After a tumultuous week which saw the three team cars qualify for the endurance epic, Paul Stokell in Abarth 95 and Luke Youlden in number 96 took the dawn rolling start in 35th and 36th positions respectively, the third team car 59 starting 40th in the hands of Matt Campbell. Stokell and Youlden qualified in the low 2min31sec bracket, besting a BMW 335i, Subaru Impreza WRX STi and even a Seat Leon Supercopa.

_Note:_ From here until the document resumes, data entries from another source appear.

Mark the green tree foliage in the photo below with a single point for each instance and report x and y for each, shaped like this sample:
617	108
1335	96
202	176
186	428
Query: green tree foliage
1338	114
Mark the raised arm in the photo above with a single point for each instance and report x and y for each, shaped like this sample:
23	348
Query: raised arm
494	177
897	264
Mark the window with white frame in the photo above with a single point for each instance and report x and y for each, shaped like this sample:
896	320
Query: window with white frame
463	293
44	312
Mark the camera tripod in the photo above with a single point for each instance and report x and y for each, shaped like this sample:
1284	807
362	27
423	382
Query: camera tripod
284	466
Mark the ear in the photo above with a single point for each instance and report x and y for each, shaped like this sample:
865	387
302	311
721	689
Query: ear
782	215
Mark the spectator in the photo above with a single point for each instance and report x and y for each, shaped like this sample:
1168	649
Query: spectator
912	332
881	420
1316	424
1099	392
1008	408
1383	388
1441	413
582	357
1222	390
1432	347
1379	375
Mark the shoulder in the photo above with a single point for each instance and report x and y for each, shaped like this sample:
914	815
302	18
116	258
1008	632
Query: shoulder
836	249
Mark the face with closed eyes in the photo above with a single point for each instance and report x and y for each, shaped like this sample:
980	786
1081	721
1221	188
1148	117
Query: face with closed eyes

After parking the 59 car (it returned to the circuit for the finish) early it was Stokell and Youlden in the limelight double-stinting their Abarths in unison with a consistent race pace in the 2min32sec bracket before the heat took over. As if demonstrating how easy both cars and drivers were doing it, both dipped into the 2min31sec range to close out their stints.
From that point, the driver/journalists took over, Toby Hagon in 95, Paul Gover in 96, the tyres on both cars looking little worn.
As the afternoon wore on and the remaining drivers cycled through (Josh Dowling and Clyde Campbell in 95, Greg Hede and Mike Sinclair in 96) the little PPE Abarth pocket rockets continued to storm around, needing only routine maintenance and one set of brakes each throughout the enduro.
By the ninth hour the mood had slowly eased in the pits, the 96 car now 19th outright, 95 in 22nd place. It was time for the home stretch.
PPE boss Alan Heaphy even had time for a quick quote: “Both 95 and 96 have run without major issue since the start, and they’ve importantly kept their noses clean. Both cars have had brake changes as well as routine tyre servicing, but the rest has been simple: Check the fluids and go.
“Unfortunately a safety car put the 95 car back. It was second on the road for a restart, so I decided to pull the car through pitlane to avoid any potential incidents on the restart.”
The Bosch Collision Avoidance System was also playing its part, revealing what was going on behind the Abarths as the quicker cars came through. Put simply, it’s the future of motorsport safety.
For the finale, Car 59 was able to rejoin the circuit to take the chequered flag, to make a three-wide formation finish for the Abarth team.
As dusk approached at the end of another hot day, in and out of the cars, the final results came up: Car 96 completed 243 laps, or over 1500kms, in the 12 Hours to finish 18th outright and first in Class F. Car 95 finished 236 laps for 22nd outright and second in class.
The PPE-prepared Fiats had run basically without fault, and were quicker than even Heaphy expected.
Running comparable lap times to the Class D Subaru Impreza STi and BMW 335i in both qualifying and race trims proved that the feisty Abarths could cut it on the mightiest Mountain of all.